Improving from three percent efficiency
The zen master of swim coaches, Terry Laughlin at Total Immersion, has just released a video of his presentation at the New England Multisport Expo.
After a lifetime of swimming just well enough to save myself from drowning, I decided a few years back to make an effort to improve. With a sense of trepidation, I committed to suffering through the necessary laps to accomplish this. But, before embarking on this painful course I came across Terry and his refreshing approach. His coaching philosophy, stressing efficiency gains over struggle, has revolutionized my relationship to the water and has made swimming one of my favorite activities.
Introducing this lecture, Terry notes:
The average human swimmer converts only 3% of energy and "horsepower" into forward motion. The other 97% gets diverted into our struggles with sinking, instability, drag, our inability to "grip" the water, etc.
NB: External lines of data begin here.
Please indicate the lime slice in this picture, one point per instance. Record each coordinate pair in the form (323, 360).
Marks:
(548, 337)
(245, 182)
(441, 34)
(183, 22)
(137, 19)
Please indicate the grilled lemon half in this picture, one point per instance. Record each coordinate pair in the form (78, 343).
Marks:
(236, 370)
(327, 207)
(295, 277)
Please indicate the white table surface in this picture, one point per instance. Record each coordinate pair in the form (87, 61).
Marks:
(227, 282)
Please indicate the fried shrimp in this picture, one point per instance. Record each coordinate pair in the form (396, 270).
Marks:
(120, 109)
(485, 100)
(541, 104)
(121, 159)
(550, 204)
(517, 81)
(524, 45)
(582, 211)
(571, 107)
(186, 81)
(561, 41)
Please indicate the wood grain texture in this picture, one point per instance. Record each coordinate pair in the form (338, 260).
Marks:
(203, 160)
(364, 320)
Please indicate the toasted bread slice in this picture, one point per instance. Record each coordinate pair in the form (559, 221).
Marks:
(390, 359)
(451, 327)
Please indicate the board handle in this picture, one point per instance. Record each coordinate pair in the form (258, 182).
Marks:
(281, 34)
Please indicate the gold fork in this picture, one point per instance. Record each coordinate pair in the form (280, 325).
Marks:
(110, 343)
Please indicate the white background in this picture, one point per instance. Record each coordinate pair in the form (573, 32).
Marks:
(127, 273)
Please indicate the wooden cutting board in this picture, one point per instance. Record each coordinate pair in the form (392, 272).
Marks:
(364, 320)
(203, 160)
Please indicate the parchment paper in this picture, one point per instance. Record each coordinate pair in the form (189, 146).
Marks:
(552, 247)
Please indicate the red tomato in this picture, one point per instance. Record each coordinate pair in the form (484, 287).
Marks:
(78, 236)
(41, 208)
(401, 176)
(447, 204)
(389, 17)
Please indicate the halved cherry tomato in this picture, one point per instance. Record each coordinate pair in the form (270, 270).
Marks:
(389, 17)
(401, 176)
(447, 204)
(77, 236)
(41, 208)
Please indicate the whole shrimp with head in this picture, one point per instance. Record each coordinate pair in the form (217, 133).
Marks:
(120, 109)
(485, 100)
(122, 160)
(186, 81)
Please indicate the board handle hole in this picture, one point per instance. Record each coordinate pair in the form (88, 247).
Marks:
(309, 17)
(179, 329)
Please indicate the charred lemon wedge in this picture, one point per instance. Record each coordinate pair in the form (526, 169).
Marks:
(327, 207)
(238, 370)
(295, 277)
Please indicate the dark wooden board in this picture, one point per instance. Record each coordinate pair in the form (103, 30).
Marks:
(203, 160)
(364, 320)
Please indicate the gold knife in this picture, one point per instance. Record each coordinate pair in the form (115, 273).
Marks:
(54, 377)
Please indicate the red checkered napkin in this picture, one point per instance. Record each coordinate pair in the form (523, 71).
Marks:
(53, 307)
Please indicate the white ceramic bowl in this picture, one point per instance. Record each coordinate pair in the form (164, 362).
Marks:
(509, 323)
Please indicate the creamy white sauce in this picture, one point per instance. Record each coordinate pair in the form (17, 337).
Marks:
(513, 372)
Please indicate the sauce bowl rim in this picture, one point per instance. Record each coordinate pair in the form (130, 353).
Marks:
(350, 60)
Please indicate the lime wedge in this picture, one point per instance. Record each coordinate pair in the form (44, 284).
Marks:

For comparison, elite swimmers are just 10% efficient -- that's right, even Michael Phelps wastes 90% -- whereas dolphins are 80% energy efficient.
This means that the overwhelming opportunity for improving your endurance or speed is to reduce energy waste, not increase power or fitness -- since 97% of what you add will go to waste anyway if you don't address the waste.
In a series of six video clips, Terry covers:
1) Introduces his talk and makes the point that every session swimming should have the goal of improvement [embedded above];
2) Expands on the efficiency argument and explores the balance between propulsive and resistive forces acting on a swimmer;
3) Considers the difference between land (where performance comes from "building the engine") and water (where "shaping the vessel" is the key).
5) Emphasizes how the hand must extend the body line to split the water; and
6) Finally, Terry takes questions from the audience.